Slow sequential speeds on 9x7-drive raidz2 (ZFS ZoL 0.8.1)

Question

I'm running a large ZFS pool built for 256K+ request size sequential reads and writes via iSCSI (for backups) on Ubuntu 18.04. Given the need for high throughput and space efficiency, and less need for random small-block performance, I went with striped raidz2 over striped mirrors.

However, the 256K sequential read performance is far lower than I would have expected (100 - 200MBps, peaks up to 600MBps). When the zvols are hitting ~99% iowait in iostat, the backing devices typically run between 10 and 40% iowait, which suggests to me the bottleneck is something I'm missing in configuration, given it shouldn't be the backplane or CPUs in this system, and sequential workloads shouldn't work the ARC too hard.

I've played quite a bit with module parameters (current config below), read hundreds of articles, issues on OpenZFS github, etc. Tuning prefetch and aggregation got me to this performance level - by default, I was running at about ~50MBps on sequential reads as ZFS was sending TINY requests to the disks (~16K). With aggregation and prefetch working OK (I think), disk reads are much higher, around ~64K on average in iostat.

NICs are LIO iscsi target with cxgbit offload + Windows Chelsio iscsi initiator work well outside the ZFS zvols, with a optane directly mapped returning nearly full line-rate on the NICs (~3.5GBps read and write).

Am I expecting too much? I know ZFS prioritizes safety over performance, but I'd expect a 7x9 raidz2 to provide better sequential reads than a single 9-drive mdadm raid6.

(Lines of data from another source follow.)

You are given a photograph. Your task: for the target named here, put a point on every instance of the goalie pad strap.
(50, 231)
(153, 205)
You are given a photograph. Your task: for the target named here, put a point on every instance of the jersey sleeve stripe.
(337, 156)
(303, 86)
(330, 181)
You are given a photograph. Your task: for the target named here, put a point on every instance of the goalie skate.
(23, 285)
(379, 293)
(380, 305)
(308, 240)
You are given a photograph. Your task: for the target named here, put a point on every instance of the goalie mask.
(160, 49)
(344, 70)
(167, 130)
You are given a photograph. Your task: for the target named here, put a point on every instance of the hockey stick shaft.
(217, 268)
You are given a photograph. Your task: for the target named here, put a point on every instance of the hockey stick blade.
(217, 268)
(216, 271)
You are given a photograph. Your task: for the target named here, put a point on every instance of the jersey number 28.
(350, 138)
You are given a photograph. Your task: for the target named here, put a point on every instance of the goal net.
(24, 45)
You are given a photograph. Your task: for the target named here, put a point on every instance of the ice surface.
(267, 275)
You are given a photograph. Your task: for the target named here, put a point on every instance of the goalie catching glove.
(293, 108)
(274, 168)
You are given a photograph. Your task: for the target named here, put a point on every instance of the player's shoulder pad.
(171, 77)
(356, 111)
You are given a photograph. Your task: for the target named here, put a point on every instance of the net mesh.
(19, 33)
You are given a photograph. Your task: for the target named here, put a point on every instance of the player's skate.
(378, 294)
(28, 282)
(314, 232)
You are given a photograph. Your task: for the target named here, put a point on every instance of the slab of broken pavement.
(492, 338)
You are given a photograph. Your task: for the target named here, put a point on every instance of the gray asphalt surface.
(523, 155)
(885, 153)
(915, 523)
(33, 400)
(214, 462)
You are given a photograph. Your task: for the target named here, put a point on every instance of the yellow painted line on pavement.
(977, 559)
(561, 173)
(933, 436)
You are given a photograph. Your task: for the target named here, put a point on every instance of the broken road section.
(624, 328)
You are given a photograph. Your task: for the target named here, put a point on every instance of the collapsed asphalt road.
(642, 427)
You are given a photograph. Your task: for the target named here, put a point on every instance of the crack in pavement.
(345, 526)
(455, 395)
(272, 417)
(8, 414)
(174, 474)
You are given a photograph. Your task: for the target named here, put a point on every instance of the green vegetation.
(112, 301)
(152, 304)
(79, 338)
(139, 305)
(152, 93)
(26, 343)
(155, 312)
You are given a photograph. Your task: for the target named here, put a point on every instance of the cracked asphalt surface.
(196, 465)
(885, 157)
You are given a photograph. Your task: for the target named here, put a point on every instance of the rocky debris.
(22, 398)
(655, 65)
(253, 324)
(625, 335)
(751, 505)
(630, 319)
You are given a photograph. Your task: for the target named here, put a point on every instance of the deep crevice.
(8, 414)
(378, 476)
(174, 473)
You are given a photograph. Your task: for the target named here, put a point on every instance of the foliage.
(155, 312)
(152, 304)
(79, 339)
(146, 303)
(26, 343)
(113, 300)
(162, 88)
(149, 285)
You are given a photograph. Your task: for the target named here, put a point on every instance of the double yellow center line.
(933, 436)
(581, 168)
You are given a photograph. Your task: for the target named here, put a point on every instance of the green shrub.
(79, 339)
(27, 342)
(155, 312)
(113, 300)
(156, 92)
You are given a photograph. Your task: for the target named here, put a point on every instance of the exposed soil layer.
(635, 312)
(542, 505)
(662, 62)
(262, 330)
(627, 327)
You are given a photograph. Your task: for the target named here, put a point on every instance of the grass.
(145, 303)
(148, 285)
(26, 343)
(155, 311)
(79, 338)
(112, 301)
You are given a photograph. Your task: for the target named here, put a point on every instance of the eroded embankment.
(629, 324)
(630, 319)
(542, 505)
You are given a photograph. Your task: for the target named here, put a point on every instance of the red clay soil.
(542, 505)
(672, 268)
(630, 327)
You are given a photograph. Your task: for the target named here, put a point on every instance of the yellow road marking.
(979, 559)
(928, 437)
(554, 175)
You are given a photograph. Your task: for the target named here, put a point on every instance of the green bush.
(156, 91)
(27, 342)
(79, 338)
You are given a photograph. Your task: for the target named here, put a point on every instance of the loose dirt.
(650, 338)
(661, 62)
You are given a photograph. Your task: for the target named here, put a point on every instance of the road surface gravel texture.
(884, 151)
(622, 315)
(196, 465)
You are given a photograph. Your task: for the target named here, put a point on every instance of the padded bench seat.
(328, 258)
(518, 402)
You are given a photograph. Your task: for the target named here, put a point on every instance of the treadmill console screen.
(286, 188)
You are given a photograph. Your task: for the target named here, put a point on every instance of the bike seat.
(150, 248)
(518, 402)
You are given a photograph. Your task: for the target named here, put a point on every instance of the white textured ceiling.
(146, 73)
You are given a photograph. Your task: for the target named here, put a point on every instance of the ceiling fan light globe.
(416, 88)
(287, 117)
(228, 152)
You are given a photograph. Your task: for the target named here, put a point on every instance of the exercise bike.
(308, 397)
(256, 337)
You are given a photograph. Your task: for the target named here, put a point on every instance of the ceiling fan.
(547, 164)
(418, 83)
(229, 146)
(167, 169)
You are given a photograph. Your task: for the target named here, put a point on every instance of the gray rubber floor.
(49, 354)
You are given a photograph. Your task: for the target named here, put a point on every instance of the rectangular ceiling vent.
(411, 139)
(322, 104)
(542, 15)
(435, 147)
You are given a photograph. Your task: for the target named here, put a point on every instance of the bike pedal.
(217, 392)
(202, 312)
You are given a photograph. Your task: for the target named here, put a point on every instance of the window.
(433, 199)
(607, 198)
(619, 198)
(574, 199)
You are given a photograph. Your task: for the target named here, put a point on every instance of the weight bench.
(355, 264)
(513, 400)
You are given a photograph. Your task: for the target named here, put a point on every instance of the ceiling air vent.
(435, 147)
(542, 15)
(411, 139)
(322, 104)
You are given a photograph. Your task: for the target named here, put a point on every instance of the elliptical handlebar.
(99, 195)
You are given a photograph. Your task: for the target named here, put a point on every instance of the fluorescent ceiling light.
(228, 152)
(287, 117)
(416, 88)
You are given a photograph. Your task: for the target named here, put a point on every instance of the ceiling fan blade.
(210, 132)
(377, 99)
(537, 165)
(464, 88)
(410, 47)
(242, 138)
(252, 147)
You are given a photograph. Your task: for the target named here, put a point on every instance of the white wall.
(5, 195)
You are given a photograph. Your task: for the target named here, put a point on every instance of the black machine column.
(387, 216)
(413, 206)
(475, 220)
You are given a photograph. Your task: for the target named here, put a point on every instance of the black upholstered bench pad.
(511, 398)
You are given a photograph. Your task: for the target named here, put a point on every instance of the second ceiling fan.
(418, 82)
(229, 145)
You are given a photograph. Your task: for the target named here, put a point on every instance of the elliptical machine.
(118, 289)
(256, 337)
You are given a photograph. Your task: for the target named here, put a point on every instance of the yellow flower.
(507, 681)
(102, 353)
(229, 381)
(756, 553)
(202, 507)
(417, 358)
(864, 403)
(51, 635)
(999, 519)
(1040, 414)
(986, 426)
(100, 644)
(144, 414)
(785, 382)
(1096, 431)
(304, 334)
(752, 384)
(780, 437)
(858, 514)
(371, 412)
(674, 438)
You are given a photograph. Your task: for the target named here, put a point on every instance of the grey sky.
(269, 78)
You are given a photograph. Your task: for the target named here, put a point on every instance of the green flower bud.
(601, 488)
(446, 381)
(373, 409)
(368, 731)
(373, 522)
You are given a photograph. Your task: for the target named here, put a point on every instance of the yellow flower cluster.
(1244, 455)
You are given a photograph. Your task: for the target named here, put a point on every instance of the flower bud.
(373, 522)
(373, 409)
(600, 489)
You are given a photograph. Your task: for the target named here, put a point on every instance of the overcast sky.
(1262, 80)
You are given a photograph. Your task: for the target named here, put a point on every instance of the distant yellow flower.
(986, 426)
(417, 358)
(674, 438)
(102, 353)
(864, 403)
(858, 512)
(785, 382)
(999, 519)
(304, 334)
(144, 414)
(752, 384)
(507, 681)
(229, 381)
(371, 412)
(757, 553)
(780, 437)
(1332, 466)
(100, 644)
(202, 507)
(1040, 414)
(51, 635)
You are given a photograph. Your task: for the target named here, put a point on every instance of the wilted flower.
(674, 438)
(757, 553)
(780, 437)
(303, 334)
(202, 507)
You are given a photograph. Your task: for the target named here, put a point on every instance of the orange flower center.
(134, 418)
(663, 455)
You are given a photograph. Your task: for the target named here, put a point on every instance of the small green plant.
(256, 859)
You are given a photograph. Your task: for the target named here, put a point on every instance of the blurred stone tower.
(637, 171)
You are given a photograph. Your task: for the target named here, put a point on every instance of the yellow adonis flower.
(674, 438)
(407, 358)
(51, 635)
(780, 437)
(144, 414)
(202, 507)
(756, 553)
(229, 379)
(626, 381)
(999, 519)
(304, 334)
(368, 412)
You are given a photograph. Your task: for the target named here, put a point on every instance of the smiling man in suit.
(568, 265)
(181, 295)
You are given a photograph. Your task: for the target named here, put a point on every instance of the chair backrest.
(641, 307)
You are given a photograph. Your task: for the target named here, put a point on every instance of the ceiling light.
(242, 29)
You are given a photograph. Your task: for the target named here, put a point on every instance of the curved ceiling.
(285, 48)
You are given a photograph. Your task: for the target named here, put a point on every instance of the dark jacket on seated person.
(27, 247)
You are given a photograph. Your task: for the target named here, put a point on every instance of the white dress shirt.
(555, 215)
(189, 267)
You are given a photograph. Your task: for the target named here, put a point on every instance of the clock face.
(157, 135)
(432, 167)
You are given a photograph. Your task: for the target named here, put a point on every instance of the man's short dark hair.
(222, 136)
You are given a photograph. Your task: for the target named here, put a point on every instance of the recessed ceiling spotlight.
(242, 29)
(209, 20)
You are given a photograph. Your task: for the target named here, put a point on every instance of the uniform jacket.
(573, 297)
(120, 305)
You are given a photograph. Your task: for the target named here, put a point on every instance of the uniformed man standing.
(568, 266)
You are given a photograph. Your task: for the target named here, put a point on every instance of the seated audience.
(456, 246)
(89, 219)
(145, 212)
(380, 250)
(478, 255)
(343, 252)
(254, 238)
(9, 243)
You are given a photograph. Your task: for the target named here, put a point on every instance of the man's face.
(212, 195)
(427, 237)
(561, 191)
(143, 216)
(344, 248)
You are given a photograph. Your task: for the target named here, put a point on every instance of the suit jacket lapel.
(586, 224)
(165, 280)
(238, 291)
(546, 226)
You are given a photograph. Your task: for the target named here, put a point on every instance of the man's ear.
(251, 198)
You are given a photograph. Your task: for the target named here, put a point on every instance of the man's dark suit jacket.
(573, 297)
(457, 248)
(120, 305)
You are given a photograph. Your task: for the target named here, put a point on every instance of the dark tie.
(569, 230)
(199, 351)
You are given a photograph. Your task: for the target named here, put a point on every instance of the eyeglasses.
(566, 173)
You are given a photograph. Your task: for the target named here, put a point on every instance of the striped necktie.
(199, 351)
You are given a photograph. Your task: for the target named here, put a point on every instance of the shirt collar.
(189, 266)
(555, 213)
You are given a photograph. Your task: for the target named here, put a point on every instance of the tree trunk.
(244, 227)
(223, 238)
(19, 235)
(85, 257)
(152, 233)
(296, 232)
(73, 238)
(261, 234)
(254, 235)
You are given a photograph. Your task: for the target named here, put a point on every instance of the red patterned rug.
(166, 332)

System specs and logs / config files:

Chassis: Supermicro 6047R-E1R72L
HBAs: 3x 2308 IT mode (24x 6Gbps SAS channels to backplanes)
CPU: 2x E5-2667v2 (8 cores @ 3.3Ghz base each)
RAM: 128GB, 104GB dedicated to ARC
HDDs: 65x HGST 10TB HC510 SAS (9x 7-wide raidz2 + 2 spares)
SSDs: 2x Intel Optane 900P (partitioned for mirrored special and log vdevs)
NIC: Chelsio 40GBps (same as on initiator, both using hw offloaded iSCSI)
OS: Ubuntu 18.04 LTS (using latest non-HWE kernel that allows ZFS SIMD)
ZFS: 0.8.1 via PPA
Initiator: Chelsio iSCSI initiator on Windows Server 2019

Pool configuration:

ashift=12
recordsize=128K (blocks on zvols are 64K, below)
compression=lz4
xattr=sa
redundant_metadata=most
atime=off
primarycache=all

ZVol configuration:

sparse
volblocksize=64K (matches OS allocation unit on top of iSCSI)

Pool layout:

7x 9-wide raidz2
mirrored 200GB optane special vdev (SPA metadata allocation classes)
mirrored 50GB optane log vdev

/etc/modprobe.d/zfs.conf:

# 52 - 104GB ARC, this system does nothing else
options zfs zfs_arc_min=55834574848
options zfs zfs_arc_max=111669149696

# allow for more dirty async data
options zfs zfs_dirty_data_max_percent=25
options zfs zfs_dirty_data_max=34359738368

# txg timeout given we have plenty of Optane ZIL
options zfs zfs_txg_timeout=5

# tune prefetch (have played with this 1000x different ways, no major improvement except max_streams to 2048, which helped, I think)
options zfs zfs_prefetch_disable=0
options zfs zfetch_max_distance=134217728
options zfs zfetch_max_streams=2048
options zfs zfetch_min_sec_reap=3
options zfs zfs_arc_min_prefetch_ms=250
options zfs zfs_arc_min_prescient_prefetch_ms=250
options zfs zfetch_array_rd_sz=16777216

# tune coalescing (same-ish, increasing the read gap limit helped throughput in conjunction with low async read max_active, as it caused much bigger reads to be sent to the backing devices)
options zfs zfs_vdev_aggregation_limit=16777216
options zfs zfs_vdev_read_gap_limit=1048576
options zfs zfs_vdev_write_gap_limit=262144

# ZIO scheduler in priority order 
options zfs zfs_vdev_sync_read_min_active=1
options zfs zfs_vdev_sync_read_max_active=10
options zfs zfs_vdev_sync_write_min_active=1
options zfs zfs_vdev_sync_write_max_active=10
options zfs zfs_vdev_async_read_min_active=1
options zfs zfs_vdev_async_read_max_active=2
options zfs zfs_vdev_async_write_min_active=1
options zfs zfs_vdev_async_write_max_active=4

# zvol threads
options zfs zvol_threads=32

I'm tearing my hair out on this. Pressure's on from users to go all-Windows with Storage Spaces, but I've used parity storage spaces (even with Storage Spaces Direct with mirrors on top), and it's not pretty either. I'm tempted to go straight mdadm raid60 under iSCSI, but would love it if someone could point out something boneheaded I'm missing that will unlock performance with the bitrot protection of ZFS :)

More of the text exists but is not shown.